Levantamentos da Abrasel em parceria com a Fundação Getulio Vargas (FGV) mostram que o segmento de bares e restaurantes encerrou 2025 com projeções otimistas para o início de 2026. A pesquisa de conjuntura divulgada em dezembro aponta que 69% dos estabelecimentos esperam faturar mais no primeiro trimestre de 2026 em comparação com o mesmo período do ano anterior.
Esse movimento é influenciado por fatores macroeconômicos, pela reorganização dos próprios negócios e, sobretudo, pelo impacto do verão no consumo. A estação concentra férias, eventos e maior circulação de pessoas, criando um ambiente favorável para quem consegue alinhar oferta, atendimento e operação ao novo ritmo do público.
Calor e lazer impulsionam o consumo em áreas turísticas
Em cidades com forte apelo turístico, o verão costuma marcar o pico do movimento. Em Salvador, a dona do bar Cantinho da Telma, Geisa Pereira, explica que a combinação entre calor intenso, férias escolares e feriados prolongados cria um cenário altamente favorável para o comércio, especialmente em regiões próximas ao litoral.

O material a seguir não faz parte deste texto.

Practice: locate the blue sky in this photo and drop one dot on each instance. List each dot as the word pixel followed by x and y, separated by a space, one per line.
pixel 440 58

Segundo ela, o aumento da temperatura influencia diretamente o que sai do balcão. Bebidas refrescantes ganham espaço e passam a liderar as vendas. Sucos naturais, drinques e opções sem álcool, como cervejas zero e refrigerantes, registram crescimento significativo durante os meses mais quentes do ano. Além disso, o perfil do público também se transforma. Embora o bar mantenha uma base fiel de clientes locais, a chegada de turistas amplia o fluxo e fortalece a visibilidade do negócio. Para Geisa, esse movimento não apenas aumenta o faturamento, como também contribui para consolidar a marca junto a novos consumidores que visitam a cidade.
Já em Florianópolis, o impacto do verão no faturamento varia de acordo com a localização do estabelecimento e as condições climáticas do dia. Fabrício Barni, proprietário do Meu Cantinho Churrascaria, observa que dias de sol intenso tendem a concentrar o público nas praias, beneficiando bares e restaurantes localizados nos balneários. Por outro lado, quando o tempo fica nublado ou chuvoso, o comportamento se inverte. Estabelecimentos afastados da orla passam a registrar maior movimento, já que os clientes buscam alternativas de lazer fora da praia. Esse cenário exige flexibilidade e leitura atenta do comportamento do consumidor.
A mobilidade urbana também entra na equação. Em períodos de alta temporada, deslocamentos longos se tornam menos atrativos, fazendo com que muitas pessoas optem por consumir onde já estão. Nesse contexto, diferenciais como ambientes climatizados, áreas externas confortáveis e boa estrutura fazem diferença.
Fabrício destaca ainda a importância da reputação digital durante o verão. Avaliações em plataformas como Google e TripAdvisor influenciam diretamente a decisão do cliente, assim como recomendações feitas por outros consumidores. Em um período de alta concorrência, a presença digital bem cuidada se torna um ativo estratégico.
Se o verão amplia o movimento no salão, também aumenta a pressão sobre os bastidores da operação. A gestão de estoques, por exemplo, assume papel central nesse período. Adriana Lara, líder em Educação e Produtividade da Abrasel, reforça que o controle adequado dos insumos vai muito além da rotina operacional.
Segundo ela, em momentos de alta demanda — como verão, feriados e Carnaval — o estoque deve ser tratado como um fator crítico tanto para a segurança dos alimentos quanto para o resultado financeiro. Planejar compras com base no consumo real, alinhar volumes à capacidade de refrigeração e monitorar rigorosamente as temperaturas são práticas indispensáveis em períodos de calor intenso.
Em Salvador, Geisa reforça que o clima típico do verão favorece encontros entre amigos e famílias. Praia, sol, boa comida, bebidas geladas e atendimento de qualidade formam uma combinação que impulsiona o movimento e fortalece o relacionamento com o público.